Although our statistics are frightening, we are a close, rural town. When tragedy and heartache strike, our community is quick to band together. Many churches in the community are the fibers that weave the close-knit community. They also offer a refuge for children and families dealing with drug addiction in their families. As this epidemic grows in the drug-ravaged communities of rural Appalachia, education is the only way for our kids to learn differently.
couple of years ago, I found myself at a crossroads in my pharmacy career. Our county was surrounded by pain clinics and Suboxone clinics. Drugs abuse was rampant and drug seeking was a problem. Like many of you working in independent and retail settings, you meet these patients who demand that you fill their prescriptions. The scenario is very similar all across the United States: the patient is not on maintenance medications, doesn’t have a primary care physician, and they have the same list of medications—benzodiazepine, long-acting opiate, short-acting opiate, gabapentin, and muscle relaxer. Ironically, they also all have the same diagnosis code. Then we’re stuck with the moral and ethical decision: do we fill it? Do we send them on their way? Once you refuse the prescription, the abuse begins. Often times the patients won’t take no for an answer, and before you know it, the police are there. This not only takes time away from other patients, but it also inevitably happens when we have a store full of people. This is what I was dealing with on regular basis.

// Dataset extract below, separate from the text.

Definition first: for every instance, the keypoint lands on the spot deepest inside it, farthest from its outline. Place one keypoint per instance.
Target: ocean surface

Back to the crossroads; I knew that I either needed to find a new position in the corporation or find a means to channel my frustrations into something positive. I partnered with a local nonprofit organization called Community Health of East Tennessee (CHET). And that’s where the story begins! We launched GenerationRx—a tool developed by Ohio State University College of Pharmacy and Cardinal Health. The curriculum is broken down into elementary, middle, and high school groups. The program provides tools such as games, lessons, and activities that all promote the same message of preventing drug abuse and misuse.
Upon discovering this program, I knew that if we went into schools one time only, it would be ineffective. So once our partnership with CHET began, we developed our program based on repetition. We rotate through the elementary and middle schools throughout the school year. We have an 8-week rotation in the schools, followed by a graduation ceremony and, of course, a pizza party. Each week during the rotation, we work through the different topics, play games such as “Good Choices vs. Bad Choices” or “Is this Medicine or Is this Candy?” At times, I wonder if they’re listening to me, but then we run into them in the community and they say, “Hey she taught me about drug abuse and misuse.” We know here in rural Campbell County, we can’t fix the drug epidemic overnight, but we can work each year with kids as they get older to help provide the tools to help them make better decisions.
Raewyn T. Snodderly, PharmD, works at Terry's Pharmacy in Lafollette, Tennessee.